NYU Multiple Sclerosis Comprehensive Care Center, Department of Neurology, New York University Grossman School of Medicine, New York, New York, USA.
Laura and Isaac Perlmutter Cancer Center and Department of Pathology, NYU Grossman School of Medicine, New York, New York, USA.
Ann Clin Transl Neurol. 2024 Jul;11(7):1750-1764. doi: 10.1002/acn3.52081. Epub 2024 May 7.
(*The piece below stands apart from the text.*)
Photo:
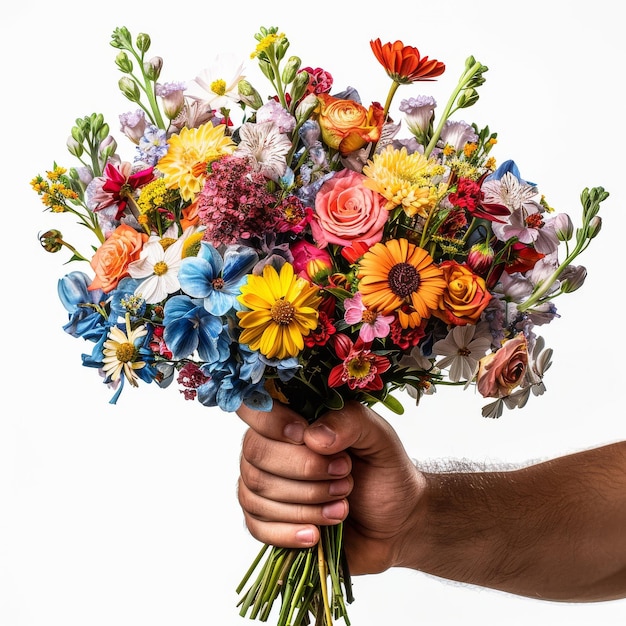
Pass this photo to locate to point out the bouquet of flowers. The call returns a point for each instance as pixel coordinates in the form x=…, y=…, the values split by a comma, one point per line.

(1) To plot the trajectory of humoral and cellular immune responses to the primary (two-dose) COVID-19 mRNA series and the third/booster dose in B-cell-depleted multiple sclerosis (MS) patients up to 2 years post-vaccination; (2) to identify predictors of immune responses to vaccination; and (3) to assess the impact of intercurrent COVID-19 infections on SARS CoV-2-specific immunity.
Sixty ocrelizumab-treated MS patients were enrolled from NYU (New York) and University of Colorado (Anschutz) MS Centers. Samples were collected pre-vaccination, and then 4, 12, 24, and 48 weeks post-primary series, and 4, 12, 24, and 48 weeks post-booster. Binding anti-Spike antibody responses were assessed with multiplex bead-based immunoassay (MBI) and electrochemiluminescence (Elecsys®, Roche Diagnostics), and neutralizing antibody responses with live-virus immunofluorescence-based microneutralization assay. Spike-specific cellular responses were assessed with IFNγ/IL-2 ELISpot (Invitrogen) and, in a subset, by sequencing complementarity determining regions (CDR)-3 within T-cell receptors (Adaptive Biotechnologies). A linear mixed-effect model was used to compare antibody and cytokine levels across time points. Multivariate analyses identified predictors of immune responses.
The primary vaccination induced an 11- to 208-fold increase in binding and neutralizing antibody levels and a 3- to 4-fold increase in IFNγ/IL-2 responses, followed by a modest decline in antibody but not cytokine responses. Booster dose induced a further 3- to 5-fold increase in binding antibodies and 4- to 5-fold increase in IFNγ/IL-2, which were maintained for up to 1 year. Infections had a variable impact on immunity.
Humoral and cellular benefits of COVID-19 vaccination in B-cell-depleted MS patients were sustained for up to 2 years when booster doses were administered.
(1)描绘 B 细胞耗竭性多发性硬化症(MS)患者在接种 COVID-19 mRNA 系列两剂初级疫苗和第三/加强针后,体液和细胞免疫应答的轨迹;(2)确定免疫反应的预测因素;(3)评估并发 COVID-19 感染对 SARS-CoV-2 特异性免疫的影响。
从纽约大学(NYU)和科罗拉多大学(安舒茨)MS 中心招募了 60 名接受奥瑞珠单抗治疗的 MS 患者。在接种疫苗前采集样本,然后在初级系列接种后 4、12、24 和 48 周,以及加强针接种后 4、12、24 和 48 周采集样本。使用多重珠粒免疫分析(MBI)和电化学发光(罗氏诊断 Elecsys®)评估结合 Spike 抗体反应,使用基于活病毒免疫荧光的微量中和测定法评估中和抗体反应。使用 IFNγ/IL-2 ELISpot(Invitrogen)评估 Spike 特异性细胞反应,在一部分患者中通过测序 T 细胞受体(适应性生物技术)中的互补决定区(CDR)-3 进行评估。使用线性混合效应模型比较不同时间点的抗体和细胞因子水平。多元分析确定了免疫反应的预测因素。
初级疫苗接种诱导结合和中和抗体水平增加 11-208 倍,IFNγ/IL-2 反应增加 3-4 倍,随后抗体但细胞因子反应略有下降。加强针诱导结合抗体增加 3-5 倍,IFNγ/IL-2 增加 4-5 倍,在长达 1 年内得到维持。感染对免疫有不同的影响。
在接种加强针时,B 细胞耗竭性 MS 患者的 COVID-19 疫苗接种的体液和细胞益处可持续长达 2 年。